Remember. After you run MCH and get the output you need to handle the possible gaps around the edges of the patterns. This is often referred to as bleed. It is a printing term used to describe extending the ink in printing past the trim lines, like the edges of business cards. That allows the cut to be off tiny bits and not leave an edge with no ink. It is a way to allow some room for error in the SL render.
Adding bleed is the last step in your design. Remember, MCH removes these bleed areas in each transform.
Using map #4 making the bleed is not as easy as it first seems. In image #6 you can see the white edges and the parts of the map/template not used. The parts of the top that are on the edge of Chip template parts need to be extended to cover the white edges. However, the skin near the shoulders needs to remain clear.
One can either paint those in or use the Solidify filter. If painting, I place a layer under my top’s texture then select my texture and expand the selection by at least 4 pixels. That makes the bleed area. Then I have several ways to proceed. I can reselect the top in subtract mode to remove the main part of texture or modify the section into a 4 pixel border. The border thing doesn’t work as well in PS. However you do it, you want to end up with at least a 4 pixel border. Then paint it in with an appropriate color.
Patterns present a problem of needing to change colors as you paint in the bleed area. Solidify solves that problem by doing it for you. Select your texture and modify the selection by expanding it at least 4 pixels. Now we have the bleed area. But we also have some of the skin area that is inside the template pattern, not just the edges. We DO need to exclude the main texture as Solidify will modify it if there are transparent areas. Clean up the selection so we add bleed in just the appropriate areas.
For cleaning up the selections I started making a copy of the pattern with a solid opaque texture. I can then use it for a subtraction-select that allows me to protect my main texture.
Once you have your selection correct, run the Filter -> Flaming Pear -> Solidify B. It will color in the bleed for you.
Halos seem to be inherent in TGA images used in SL. I think it has to do with how images are compressed for use in SL. It certainly is not part of what one typically sees in TGA files used in other applications. There are loads of posts and tutorials on removing halos from TGA files for use in SL.
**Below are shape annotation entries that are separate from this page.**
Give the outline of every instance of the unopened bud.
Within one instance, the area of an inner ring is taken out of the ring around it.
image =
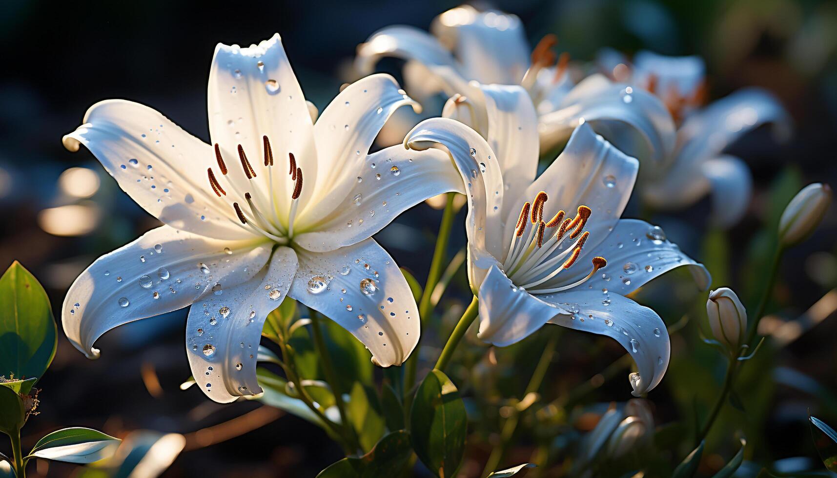
[[[710,292],[706,316],[715,340],[737,352],[747,332],[747,311],[735,292],[727,287]]]
[[[783,245],[802,242],[817,229],[831,203],[831,188],[814,182],[797,193],[779,220],[779,240]]]

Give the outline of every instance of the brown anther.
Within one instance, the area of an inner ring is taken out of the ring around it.
[[[250,166],[250,162],[247,161],[247,155],[244,154],[244,148],[239,145],[239,158],[241,160],[241,168],[244,170],[244,174],[247,175],[248,179],[253,179],[256,177],[256,172],[253,171],[253,167]]]
[[[569,227],[570,223],[572,222],[573,219],[567,218],[564,219],[564,222],[561,223],[561,227],[558,228],[557,232],[555,233],[555,240],[561,240],[561,238],[564,237],[564,234],[567,234],[567,228]]]
[[[554,228],[555,226],[560,224],[561,221],[564,220],[564,214],[565,213],[563,209],[561,209],[560,211],[556,213],[555,215],[552,216],[552,218],[549,219],[549,222],[547,223],[547,227]]]
[[[569,52],[562,52],[558,56],[558,66],[555,68],[555,77],[552,79],[552,83],[557,83],[561,81],[561,79],[564,76],[567,72],[567,66],[570,63],[570,54]]]
[[[529,203],[529,201],[526,201],[523,204],[523,208],[521,209],[521,215],[517,218],[517,225],[515,226],[516,234],[517,237],[521,237],[521,235],[523,235],[523,229],[526,229],[526,227],[525,227],[526,226],[526,216],[529,215],[529,208],[530,207],[531,207],[531,204]]]
[[[531,224],[536,224],[543,218],[543,203],[547,202],[547,193],[541,191],[531,202]]]
[[[239,215],[239,220],[241,221],[241,224],[246,224],[247,218],[245,218],[244,213],[241,212],[241,208],[239,207],[239,203],[233,203],[233,207],[235,208],[235,213]]]
[[[608,265],[608,260],[603,257],[597,255],[593,258],[593,269],[594,270],[598,270]]]
[[[264,141],[264,166],[273,166],[273,150],[270,149],[270,141],[267,136],[262,136]]]
[[[552,60],[554,61],[555,54],[551,50],[557,44],[558,44],[558,37],[552,33],[544,35],[541,39],[541,41],[537,42],[537,44],[535,45],[535,49],[531,50],[531,64],[533,66],[551,64],[551,61],[545,60],[548,60],[550,54],[552,54]]]
[[[218,167],[221,168],[221,174],[226,176],[227,165],[224,164],[223,158],[221,157],[221,148],[218,146],[218,143],[215,143],[215,159],[218,161]]]
[[[296,184],[294,185],[294,193],[290,195],[291,199],[295,199],[302,193],[302,170],[296,168]]]
[[[227,192],[224,191],[223,188],[221,188],[220,184],[218,184],[218,179],[215,179],[215,173],[212,172],[211,167],[207,168],[207,174],[209,176],[209,185],[212,186],[212,190],[214,191],[216,194],[218,194],[218,197],[220,198],[221,194],[226,196]]]

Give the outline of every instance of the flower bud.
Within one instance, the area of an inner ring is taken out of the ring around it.
[[[828,184],[809,184],[791,199],[779,220],[779,240],[783,245],[802,242],[819,225],[831,203]]]
[[[747,332],[747,311],[735,292],[727,287],[710,292],[706,316],[715,340],[737,352]]]

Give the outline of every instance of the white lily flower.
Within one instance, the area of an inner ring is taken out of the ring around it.
[[[681,265],[706,289],[708,273],[659,227],[619,219],[636,159],[583,124],[536,179],[537,118],[528,95],[519,86],[485,91],[489,142],[449,118],[426,120],[404,140],[418,150],[444,146],[466,183],[480,338],[506,346],[546,323],[605,335],[639,367],[630,377],[634,394],[650,390],[668,366],[669,337],[654,311],[625,296]]]
[[[430,30],[433,34],[403,25],[378,30],[358,47],[357,69],[368,74],[382,57],[403,58],[407,88],[419,100],[441,91],[465,95],[478,109],[484,107],[476,91],[480,85],[521,85],[536,105],[543,152],[566,141],[582,121],[614,142],[608,135],[618,131],[614,126],[628,125],[658,160],[660,152],[674,147],[674,126],[653,95],[639,90],[625,100],[624,87],[598,75],[575,85],[566,54],[552,66],[555,37],[547,35],[530,49],[515,15],[462,6],[437,17]],[[587,94],[593,90],[594,96]]]
[[[211,398],[230,402],[261,391],[262,326],[289,296],[337,321],[377,364],[402,363],[418,340],[418,307],[371,236],[425,198],[462,189],[441,152],[368,152],[404,105],[416,106],[377,75],[343,90],[314,123],[278,34],[216,48],[211,144],[138,103],[94,105],[64,146],[90,149],[164,225],[75,280],[62,308],[67,337],[93,358],[108,330],[193,305],[193,373]]]
[[[771,93],[754,87],[704,106],[706,67],[700,57],[640,51],[634,60],[632,64],[610,49],[598,59],[602,69],[625,90],[645,90],[656,95],[677,125],[676,132],[669,126],[659,131],[666,138],[675,135],[675,141],[666,140],[674,147],[662,151],[663,161],[656,167],[643,169],[639,178],[643,198],[656,208],[675,210],[708,193],[712,200],[712,221],[721,227],[735,224],[750,203],[752,179],[747,164],[724,150],[765,124],[772,124],[778,141],[786,140],[792,130],[788,112]],[[591,98],[595,98],[594,93]],[[641,154],[629,144],[623,151]]]

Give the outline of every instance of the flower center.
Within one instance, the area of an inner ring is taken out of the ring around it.
[[[607,265],[603,257],[593,257],[593,270],[572,284],[558,285],[553,280],[561,271],[569,269],[581,255],[582,248],[590,236],[584,226],[593,214],[588,206],[581,205],[575,218],[565,218],[559,210],[548,221],[543,220],[543,208],[548,197],[541,191],[521,209],[515,225],[509,250],[503,261],[503,270],[515,285],[532,294],[560,292],[581,285],[597,270]]]
[[[264,167],[268,170],[267,182],[269,184],[269,193],[267,198],[262,197],[260,193],[262,189],[255,181],[258,175],[255,170],[253,169],[249,160],[247,159],[244,148],[240,144],[238,145],[237,150],[239,152],[239,160],[241,163],[241,169],[244,172],[244,176],[247,177],[248,183],[245,187],[247,190],[242,190],[228,176],[229,170],[227,168],[227,163],[221,155],[221,148],[218,143],[215,143],[215,160],[218,162],[218,170],[221,172],[220,177],[223,181],[224,185],[229,188],[230,194],[227,194],[227,191],[222,186],[221,181],[218,181],[218,177],[216,177],[212,167],[207,168],[207,176],[209,178],[209,186],[212,188],[213,192],[218,198],[222,198],[230,203],[235,211],[235,215],[238,216],[239,221],[241,223],[242,228],[256,234],[263,235],[274,242],[288,244],[294,237],[294,219],[296,217],[300,194],[302,193],[302,169],[297,166],[294,153],[289,152],[288,160],[290,167],[288,176],[290,177],[290,180],[293,182],[293,189],[290,195],[290,208],[286,221],[288,226],[285,228],[282,221],[280,220],[278,208],[274,200],[273,150],[270,147],[270,141],[268,137],[266,136],[262,136],[262,139],[264,141]],[[254,193],[251,193],[250,191],[253,191]],[[254,194],[255,197],[254,197]],[[239,203],[242,204],[246,203],[246,208],[242,208]]]

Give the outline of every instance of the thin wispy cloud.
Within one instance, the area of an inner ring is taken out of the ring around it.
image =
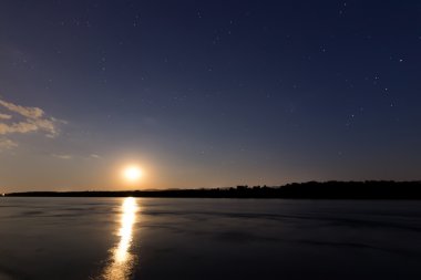
[[[12,118],[11,115],[7,115],[7,114],[1,114],[0,113],[0,120],[10,120],[10,118]]]
[[[18,147],[18,143],[7,138],[0,138],[0,152],[16,147]]]
[[[18,144],[9,138],[13,134],[41,133],[47,137],[60,134],[59,124],[65,123],[47,116],[39,107],[29,107],[0,100],[0,107],[8,113],[0,113],[0,151],[17,147]],[[16,121],[16,120],[19,121]]]
[[[55,158],[59,158],[59,159],[72,159],[73,158],[73,156],[72,155],[61,155],[61,154],[53,154],[52,155],[53,157],[55,157]]]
Halos are less of a problem when one uses Ping or PNG files for uploading to SL. However, you can still get halos using PNG files. I played a little bit with this problem to see how the new KDU is handling it. I think most of the halo problem is on the client side not SL’s server side. I used SLV2.6-219991 for my testing as it has the latest KDU version.
I tend to design with large images to try and retain detail as I work. (…and so I can be sloppy) I usually design with a 1024×1024 images and some times larger. I then resize the image before uploading to SL. How that is done seems to make a significant difference in the size of halo that appears using PNG files.
In PS one will see they recommend Bi-Cubic Sharper for image size reduction. When I use that choice I get a small halo (Image 10). The more I shrink the image, the more halo I get (Image 11 – way over done). Going from 1024 to 128 is a disaster. I can use Nearest Neighbor to resize the image and avoid the halo. (Yes those are PNG files with halos.) Clothes templates/maps with fine detail should be 256 or 512 pixel images. Solid colors can be smaller.
It used to make for less halo if one put a transparent layer at the bottom of the layer stack. That doesn’t seem to make any difference now.
One can search the SL forum for TGA PNG and find most of the information on how people are using the file types. Remember. Lots of people that do not stay up on things, post in the forum. So, a new post won’t necessary have the latest or most correct information. Especially since the Development Viewer is literally changing every day. Consider several opinions before deciding then test to see if it works.
Enough. I’ve been playing with MCH, this top, and this article for a couple of days, time to move on. I hope this gets you a better understanding of how to use MCH to speed up your design work.
I plan to play some more with the top and finish it. When I learn more I’ll blog it.
If you find I’ve made a mistake, let me know.